Schützenfest Lübbenau (Ende Juni / Anfang Juli)

(Die Fastnacht sorbisch : zapust)
Sie wird im Januar und Februar gefeiert, um dem Winter zu vertreiben. Es beginnt mit dem Zampern, einem Heischgang von Haustür zu Haustür, wird mit der Jugendfastnacht und dem Umzug in sorbischer Festtagstracht und der Männerfastnacht - für Verheiratete - fortgesetzt.
Spreewaldfest Lübbenau
(jeweils das 2. Wochenende im September)
Das Spreewaldfest erfreut sich seit 1973 einer wachsenden Beliebtheit. Höhepunkt des Festes ist der Festumzug auf dem Wasser – der Kahncorso - mit über 40 reich geschmückten Spreewaldkähnen, wo jeder Kahn sein eigenes Thema hat.
Osterfeuer, Osterwasserschöpfen und Waleien
Die Osterbräuche in der Niederlausitz sind vielfältig. Traditionsgemäß werden in den sorbischen Gebieten die Ostereier mit der Wachsmaltechnik zu kleinen Kunstwerken gestaltet. Am Ostersonntag rollen die Kinder die Ostereier einen selbstgebauten kleinen Sandwall, die Waleie hinunter und jeder versucht, das Ei des Anderen zu treffen. Dabei geht es meist um einen Glückspfennig oder um ein Osterei.
Hahnrupfen und Stollenreiten (Herbst )
Das sind Traditionen zum Erntefest. Hierbei geht es zumeist um den Hahn als Zeichen der Fruchtbarkeit. Seine Kraft ist verbraucht, er muss beseitigt werden, um das neue Jahr wieder fruchtbar zu machen und neue Kraft wachsen zu lassen. Der tote Hahn (Kokot) hängt an einem hohen eichenlaubumwundenen Tor. Die Jungen galoppieren zu Pferd hindurch und versuchen, den Kopf abzureißen. Wer ihn erbeutet wird König (kral).

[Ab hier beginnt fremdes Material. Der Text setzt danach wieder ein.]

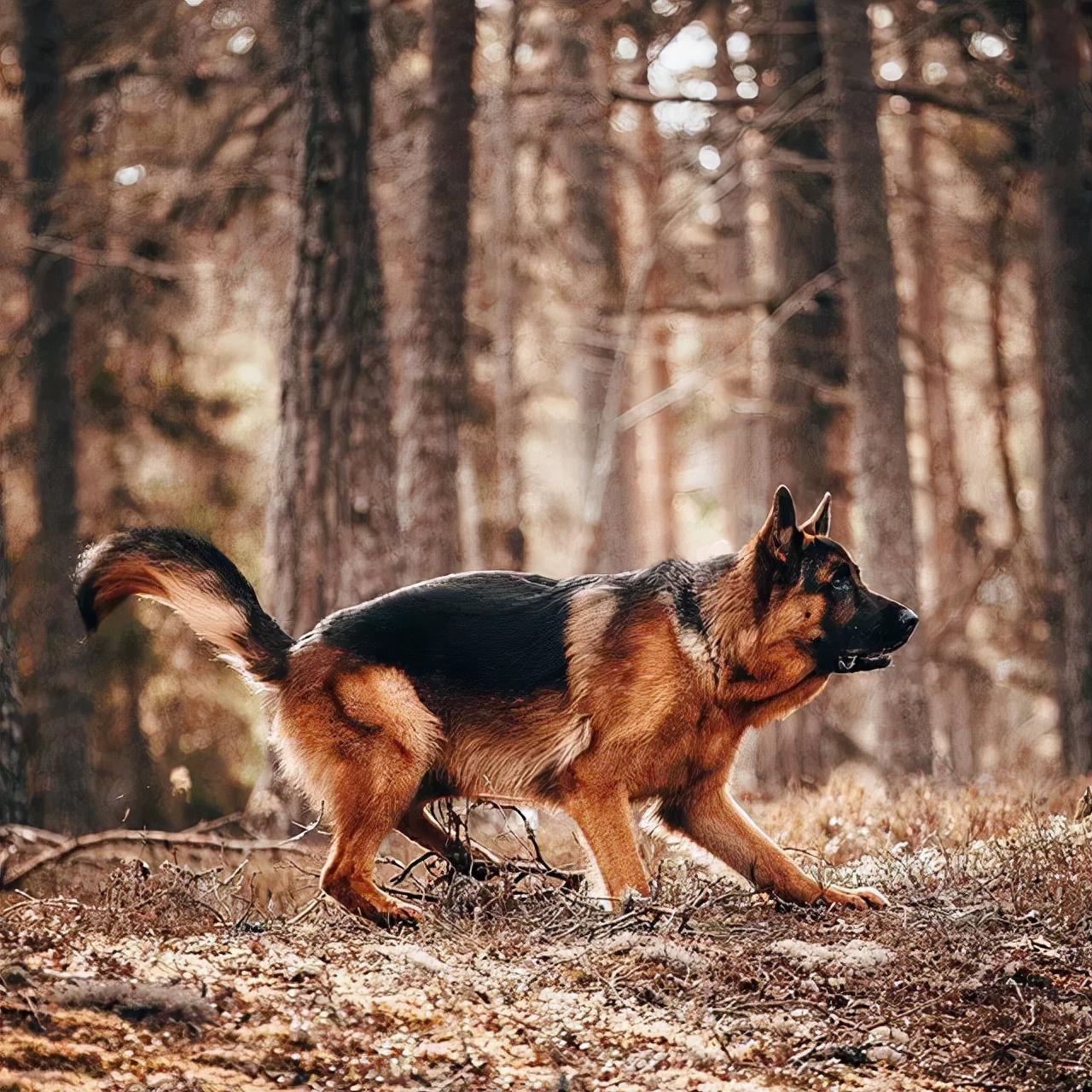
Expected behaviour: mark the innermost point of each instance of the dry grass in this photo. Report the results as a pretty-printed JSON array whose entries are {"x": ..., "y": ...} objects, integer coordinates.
[{"x": 978, "y": 978}]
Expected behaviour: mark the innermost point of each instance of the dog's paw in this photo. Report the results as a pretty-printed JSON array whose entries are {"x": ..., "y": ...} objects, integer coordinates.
[{"x": 857, "y": 897}]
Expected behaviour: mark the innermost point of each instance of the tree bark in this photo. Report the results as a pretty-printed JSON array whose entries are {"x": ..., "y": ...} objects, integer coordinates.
[
  {"x": 437, "y": 382},
  {"x": 332, "y": 533},
  {"x": 14, "y": 803},
  {"x": 58, "y": 700},
  {"x": 888, "y": 552},
  {"x": 332, "y": 526},
  {"x": 1065, "y": 347},
  {"x": 590, "y": 238},
  {"x": 810, "y": 428},
  {"x": 507, "y": 386}
]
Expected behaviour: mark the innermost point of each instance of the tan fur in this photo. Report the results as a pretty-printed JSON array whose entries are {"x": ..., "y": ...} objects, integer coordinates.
[{"x": 651, "y": 712}]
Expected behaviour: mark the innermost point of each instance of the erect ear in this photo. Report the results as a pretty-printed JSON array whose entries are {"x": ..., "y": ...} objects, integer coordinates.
[
  {"x": 780, "y": 534},
  {"x": 818, "y": 522}
]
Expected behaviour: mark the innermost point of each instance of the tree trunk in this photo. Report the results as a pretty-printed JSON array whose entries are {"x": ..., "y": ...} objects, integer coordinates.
[
  {"x": 507, "y": 388},
  {"x": 14, "y": 805},
  {"x": 956, "y": 717},
  {"x": 332, "y": 532},
  {"x": 1065, "y": 346},
  {"x": 590, "y": 237},
  {"x": 332, "y": 526},
  {"x": 58, "y": 699},
  {"x": 436, "y": 383},
  {"x": 810, "y": 427},
  {"x": 887, "y": 550}
]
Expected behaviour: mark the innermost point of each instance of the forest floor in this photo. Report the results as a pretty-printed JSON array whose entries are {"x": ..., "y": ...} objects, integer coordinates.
[{"x": 164, "y": 974}]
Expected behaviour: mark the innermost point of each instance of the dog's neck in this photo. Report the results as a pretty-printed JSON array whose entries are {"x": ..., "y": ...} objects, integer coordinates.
[{"x": 733, "y": 603}]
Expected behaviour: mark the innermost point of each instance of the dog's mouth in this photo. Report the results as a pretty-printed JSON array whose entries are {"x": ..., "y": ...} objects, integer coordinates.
[
  {"x": 851, "y": 662},
  {"x": 872, "y": 659}
]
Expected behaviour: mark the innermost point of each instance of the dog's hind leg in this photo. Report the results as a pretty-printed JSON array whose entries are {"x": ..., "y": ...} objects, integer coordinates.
[{"x": 362, "y": 741}]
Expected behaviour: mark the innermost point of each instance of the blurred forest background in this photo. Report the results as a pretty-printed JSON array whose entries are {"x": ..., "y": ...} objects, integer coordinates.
[{"x": 370, "y": 293}]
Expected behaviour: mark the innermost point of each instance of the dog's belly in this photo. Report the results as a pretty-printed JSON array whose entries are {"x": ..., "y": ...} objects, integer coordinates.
[{"x": 514, "y": 751}]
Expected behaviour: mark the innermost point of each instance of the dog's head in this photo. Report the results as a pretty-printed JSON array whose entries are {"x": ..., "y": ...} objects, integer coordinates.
[{"x": 811, "y": 594}]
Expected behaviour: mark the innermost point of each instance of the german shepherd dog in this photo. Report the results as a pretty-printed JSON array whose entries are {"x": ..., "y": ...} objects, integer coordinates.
[{"x": 585, "y": 694}]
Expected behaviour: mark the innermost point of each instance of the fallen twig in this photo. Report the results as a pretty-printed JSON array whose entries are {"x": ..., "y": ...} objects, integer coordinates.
[{"x": 166, "y": 839}]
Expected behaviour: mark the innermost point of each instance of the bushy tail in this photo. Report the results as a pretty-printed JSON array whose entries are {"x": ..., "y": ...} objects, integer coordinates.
[{"x": 194, "y": 578}]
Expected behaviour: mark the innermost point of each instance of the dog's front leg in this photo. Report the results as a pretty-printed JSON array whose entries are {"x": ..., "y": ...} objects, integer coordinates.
[
  {"x": 603, "y": 815},
  {"x": 710, "y": 817}
]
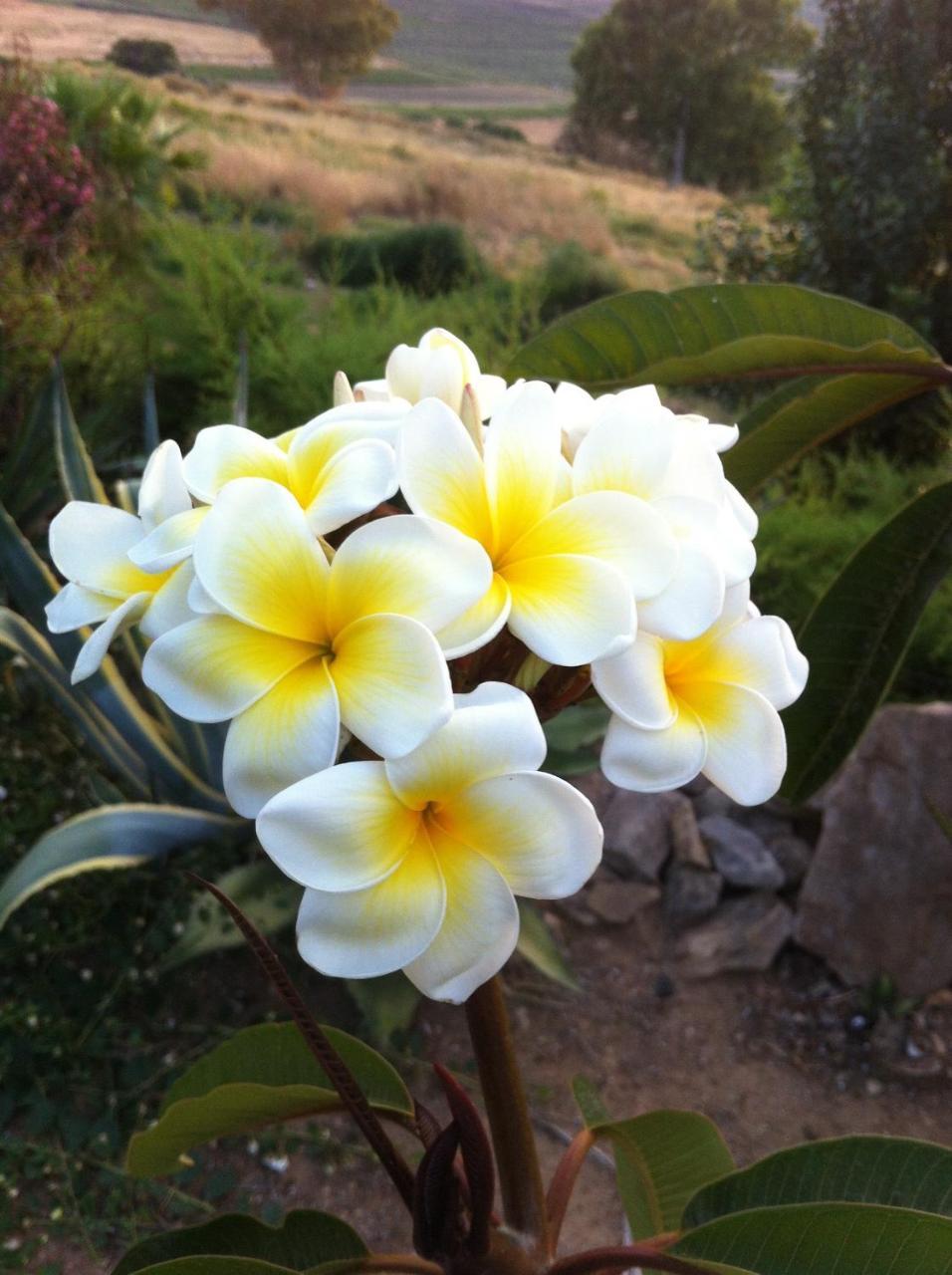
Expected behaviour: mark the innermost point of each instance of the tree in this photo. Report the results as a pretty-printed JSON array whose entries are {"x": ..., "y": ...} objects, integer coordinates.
[
  {"x": 318, "y": 44},
  {"x": 874, "y": 199},
  {"x": 683, "y": 86}
]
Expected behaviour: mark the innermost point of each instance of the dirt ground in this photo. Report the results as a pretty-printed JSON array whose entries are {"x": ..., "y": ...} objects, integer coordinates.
[{"x": 773, "y": 1059}]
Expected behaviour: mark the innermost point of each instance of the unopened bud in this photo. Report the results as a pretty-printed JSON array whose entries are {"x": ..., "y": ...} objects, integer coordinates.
[
  {"x": 470, "y": 417},
  {"x": 342, "y": 389}
]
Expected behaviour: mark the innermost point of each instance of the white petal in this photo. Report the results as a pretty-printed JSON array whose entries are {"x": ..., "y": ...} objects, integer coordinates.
[
  {"x": 479, "y": 624},
  {"x": 478, "y": 932},
  {"x": 633, "y": 687},
  {"x": 746, "y": 742},
  {"x": 377, "y": 929},
  {"x": 570, "y": 610},
  {"x": 539, "y": 833},
  {"x": 611, "y": 527},
  {"x": 692, "y": 601},
  {"x": 624, "y": 451},
  {"x": 354, "y": 482},
  {"x": 73, "y": 607},
  {"x": 169, "y": 604},
  {"x": 761, "y": 654},
  {"x": 523, "y": 460},
  {"x": 162, "y": 492},
  {"x": 171, "y": 542},
  {"x": 96, "y": 646},
  {"x": 90, "y": 542},
  {"x": 210, "y": 668},
  {"x": 492, "y": 731},
  {"x": 391, "y": 681},
  {"x": 291, "y": 732},
  {"x": 441, "y": 472},
  {"x": 226, "y": 451},
  {"x": 258, "y": 559},
  {"x": 408, "y": 566},
  {"x": 341, "y": 829},
  {"x": 651, "y": 761}
]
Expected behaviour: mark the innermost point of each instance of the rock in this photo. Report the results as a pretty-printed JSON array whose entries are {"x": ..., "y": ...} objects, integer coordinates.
[
  {"x": 739, "y": 855},
  {"x": 690, "y": 892},
  {"x": 745, "y": 933},
  {"x": 687, "y": 845},
  {"x": 617, "y": 901},
  {"x": 878, "y": 893},
  {"x": 637, "y": 837},
  {"x": 794, "y": 857}
]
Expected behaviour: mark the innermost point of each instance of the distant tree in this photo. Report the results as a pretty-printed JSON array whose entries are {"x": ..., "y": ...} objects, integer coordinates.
[
  {"x": 684, "y": 86},
  {"x": 874, "y": 200},
  {"x": 318, "y": 44}
]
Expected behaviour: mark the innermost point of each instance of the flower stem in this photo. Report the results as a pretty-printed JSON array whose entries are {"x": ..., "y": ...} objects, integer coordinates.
[{"x": 504, "y": 1094}]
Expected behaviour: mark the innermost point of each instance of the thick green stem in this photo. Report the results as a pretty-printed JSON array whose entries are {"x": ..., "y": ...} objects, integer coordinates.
[{"x": 516, "y": 1157}]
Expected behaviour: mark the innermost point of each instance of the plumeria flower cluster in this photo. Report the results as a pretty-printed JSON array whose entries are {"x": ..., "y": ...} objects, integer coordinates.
[{"x": 383, "y": 605}]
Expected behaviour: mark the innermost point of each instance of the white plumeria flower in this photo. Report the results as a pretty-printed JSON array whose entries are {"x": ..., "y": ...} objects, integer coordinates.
[
  {"x": 579, "y": 410},
  {"x": 568, "y": 572},
  {"x": 91, "y": 546},
  {"x": 338, "y": 467},
  {"x": 293, "y": 647},
  {"x": 670, "y": 462},
  {"x": 413, "y": 864},
  {"x": 438, "y": 367},
  {"x": 705, "y": 706}
]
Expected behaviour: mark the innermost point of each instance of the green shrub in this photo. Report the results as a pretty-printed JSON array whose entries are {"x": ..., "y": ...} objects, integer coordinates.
[
  {"x": 812, "y": 524},
  {"x": 573, "y": 277},
  {"x": 429, "y": 260},
  {"x": 144, "y": 56}
]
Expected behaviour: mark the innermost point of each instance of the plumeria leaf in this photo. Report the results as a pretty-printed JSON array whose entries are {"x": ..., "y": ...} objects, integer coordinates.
[
  {"x": 263, "y": 1075},
  {"x": 877, "y": 600},
  {"x": 805, "y": 413},
  {"x": 661, "y": 1160},
  {"x": 723, "y": 332},
  {"x": 305, "y": 1238},
  {"x": 23, "y": 640},
  {"x": 77, "y": 470},
  {"x": 889, "y": 1170},
  {"x": 539, "y": 947},
  {"x": 111, "y": 837},
  {"x": 824, "y": 1239},
  {"x": 265, "y": 895}
]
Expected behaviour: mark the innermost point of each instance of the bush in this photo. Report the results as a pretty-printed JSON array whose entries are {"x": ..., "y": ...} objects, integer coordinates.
[
  {"x": 573, "y": 277},
  {"x": 144, "y": 56},
  {"x": 429, "y": 260},
  {"x": 812, "y": 524}
]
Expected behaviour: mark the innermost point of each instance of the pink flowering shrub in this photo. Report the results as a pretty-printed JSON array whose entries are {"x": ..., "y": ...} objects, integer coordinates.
[{"x": 45, "y": 181}]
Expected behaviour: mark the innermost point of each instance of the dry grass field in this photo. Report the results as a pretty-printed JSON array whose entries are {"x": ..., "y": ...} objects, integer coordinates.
[
  {"x": 56, "y": 32},
  {"x": 516, "y": 200}
]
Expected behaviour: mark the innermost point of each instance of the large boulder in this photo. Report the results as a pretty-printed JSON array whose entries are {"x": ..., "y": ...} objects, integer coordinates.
[{"x": 877, "y": 899}]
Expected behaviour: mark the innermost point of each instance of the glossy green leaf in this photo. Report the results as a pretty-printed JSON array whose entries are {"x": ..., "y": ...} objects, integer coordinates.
[
  {"x": 661, "y": 1160},
  {"x": 263, "y": 1075},
  {"x": 77, "y": 470},
  {"x": 214, "y": 1264},
  {"x": 305, "y": 1238},
  {"x": 113, "y": 837},
  {"x": 857, "y": 634},
  {"x": 721, "y": 332},
  {"x": 21, "y": 638},
  {"x": 805, "y": 413},
  {"x": 264, "y": 893},
  {"x": 824, "y": 1239},
  {"x": 891, "y": 1170},
  {"x": 539, "y": 947}
]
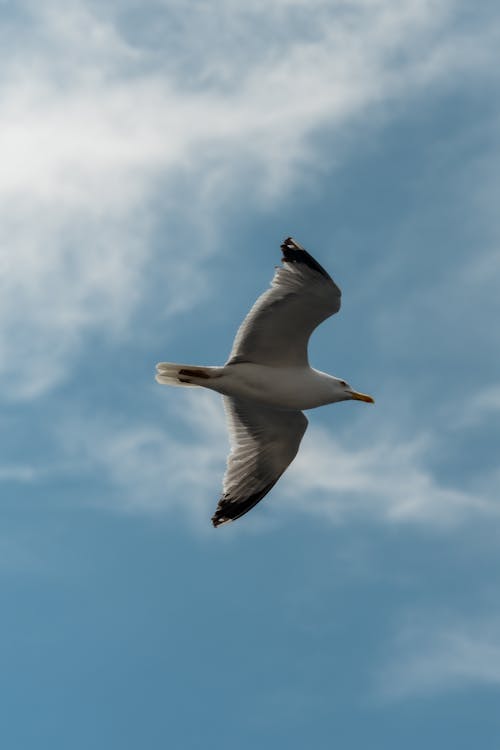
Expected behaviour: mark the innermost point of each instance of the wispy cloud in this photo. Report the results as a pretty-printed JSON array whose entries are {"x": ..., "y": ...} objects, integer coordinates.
[
  {"x": 442, "y": 653},
  {"x": 341, "y": 479},
  {"x": 101, "y": 114}
]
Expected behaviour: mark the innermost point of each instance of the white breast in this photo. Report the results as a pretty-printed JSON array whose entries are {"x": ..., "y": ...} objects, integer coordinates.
[{"x": 282, "y": 387}]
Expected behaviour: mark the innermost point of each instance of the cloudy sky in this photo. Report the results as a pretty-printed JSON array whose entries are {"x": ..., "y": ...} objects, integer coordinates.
[{"x": 153, "y": 156}]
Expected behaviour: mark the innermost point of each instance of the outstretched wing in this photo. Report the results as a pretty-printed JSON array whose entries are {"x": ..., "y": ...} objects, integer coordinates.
[
  {"x": 277, "y": 329},
  {"x": 264, "y": 442}
]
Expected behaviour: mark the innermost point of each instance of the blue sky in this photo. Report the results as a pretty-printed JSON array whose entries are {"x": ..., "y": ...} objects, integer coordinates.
[{"x": 153, "y": 157}]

Maibaumaufstellen (sorb : maju Stajas)
Am Vorabend des 1. Mai wird von der Jugend des Dorfes der Maibaum aufgestellt, meist eine Fichte oder Tanne, deren Spitze mit einer grünenden Birke und Kränzen und Bändern geschmückt Mancherorts ist dieser Baum hart umkämpft und muss von der Jugend mit einem Maifeuer eine Nacht lang bewacht werden. Ende Mai oder um die Pfingstzeit - wird der Maibaum "geworfen" und ein Maikönig gekürt.